Concussion Prevention Tips to Keep Yourself Safe

Brain injuries of any kind are serious, and concussions occur more frequently than you might realize. In fact, if you’ve ever bumped your head hard or experienced whiplash-type jolting, you’ve probably had a mild concussion without realizing it.

We like to think that concussions are only for athletes and accidents, but the reality is that anyone is at risk. You can fall, smack your head on a cupboard or other sharp edge, or bump the back of your head against your headboard. These are all feasible actions that we are all capable of doing accidentally.

Prevention is the Best Cure

So how can you prevent a concussion when it’s so easy to get hurt in the normal course of the day, short of wearing a helmet 24/7? Here are some tips that will help you keep yourself and your loved ones safe from this kind of brain injury.

1. Follow the Rules of the Road

It’s an obvious tip, but it’s one that millions of us still ignore every time we get in a vehicle or on a bike. The standard rules of the road are in place for good reasons, and if you follow them, you can minimize your risk of a concussion.

Buckle your seat belt when you’re in a vehicle, whether as a front or backseat passenger or a driver. That piece of locked material can keep you from slamming into the seat, dash, or glass in front of you when the car jerks to a stop or is hit from behind.

Don’t speed, even if everyone else around you is zoom zoom-ing. Research linking the relationship between higher speeds and concussions shows a significant increase in brain damage with acceleration. In other words, the faster you’re going, the more likely you are to end up with a concussion.

2. Protect Your Head

None of us want to walk around wearing a helmet or other protective headgear all day, but if you’re engaging in certain activities, you must protect your head.

Wear a helmet if you’re on a motorcycle or bicycle. Yes, we absolutely trust your driving abilities. But we’re not so sure about the thousands of other not-so-careful drivers who are on the road at the same time.

Teach your kids and your peers that it’s cool to avoid brain injuries by wearing headgear when you’re snowmobiling, biking, on a motorcycle, riding a scooter, or on an ATV.

Always wear proper headgear and a mouthguard when you’re playing a contact sport, especially boxing, football, and hockey. Stay safe and wear a helmet if you’re skateboarding or roller skating. Even professional horse riders must wear protective headgear before they show.

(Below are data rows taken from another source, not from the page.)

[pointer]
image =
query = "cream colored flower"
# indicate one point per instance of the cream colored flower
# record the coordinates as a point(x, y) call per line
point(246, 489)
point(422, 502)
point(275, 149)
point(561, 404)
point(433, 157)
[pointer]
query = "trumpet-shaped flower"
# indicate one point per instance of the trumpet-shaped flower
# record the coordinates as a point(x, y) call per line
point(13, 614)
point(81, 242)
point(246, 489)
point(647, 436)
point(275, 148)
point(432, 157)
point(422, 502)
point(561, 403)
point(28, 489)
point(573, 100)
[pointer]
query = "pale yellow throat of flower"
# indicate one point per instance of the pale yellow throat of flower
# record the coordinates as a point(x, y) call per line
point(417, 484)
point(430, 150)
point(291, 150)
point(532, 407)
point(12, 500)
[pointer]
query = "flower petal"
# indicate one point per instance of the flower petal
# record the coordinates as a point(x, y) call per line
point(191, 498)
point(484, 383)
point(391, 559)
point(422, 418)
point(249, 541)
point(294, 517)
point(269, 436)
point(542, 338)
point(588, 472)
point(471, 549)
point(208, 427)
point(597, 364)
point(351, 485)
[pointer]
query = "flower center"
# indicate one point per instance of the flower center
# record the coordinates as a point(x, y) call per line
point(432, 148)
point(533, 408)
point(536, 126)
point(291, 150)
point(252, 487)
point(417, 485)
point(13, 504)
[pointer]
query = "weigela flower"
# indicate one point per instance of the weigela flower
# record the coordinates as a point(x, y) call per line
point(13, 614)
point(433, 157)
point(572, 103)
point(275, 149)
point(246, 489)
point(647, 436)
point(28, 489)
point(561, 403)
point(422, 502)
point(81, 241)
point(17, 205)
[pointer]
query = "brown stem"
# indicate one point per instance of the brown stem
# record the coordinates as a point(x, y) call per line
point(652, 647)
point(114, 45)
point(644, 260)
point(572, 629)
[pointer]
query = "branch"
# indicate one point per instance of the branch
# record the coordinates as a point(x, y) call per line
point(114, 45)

3. Watch Out For Trip and Fall Hazards

Falling becomes more common as we get older. If you live by yourself or have concerns about your balance, schedule an appointment with your physician to get your fall risk evaluated.

You may qualify for a specialist to visit your home and suggest ways to adjust your furniture and add equipment to prevent falls.

Look over your medication list with an expert, either your doctor or a pharmacist, to see if anything you’re taking may increase dizziness, sleepiness,  or other fall-inducing behavior.

Keeping your home clean and free from things that could be fall risks is good for you and essential if you have older people or young kids living or visiting.

4. Treating a Concussion

Prevention is important, but accidents can still happen.

After any kind of head injury, it’s important to monitor your behavior for signs of concussion. The most common warning sign is a headache, but you might also feel tired, nauseous, dizzy, confused, sad, or irritable.

Never go to sleep right after a head bump or jolt. Call your doctor and let them know what your symptoms are. They may suggest going to the hospital for imaging studies to determine if you have any brain injury.

Be sure to let your physician know if you use cannabis, as there are pros and cons to THC and CBD with concussions. Veriheal explains more on this topic in this article.


You can prevent concussions by protecting your head and limiting your exposure to fall risks. But those methods still aren’t 100% failsafe. If you do hit your head, treat it as though you probably have a concussion until you’re positive that you don’t.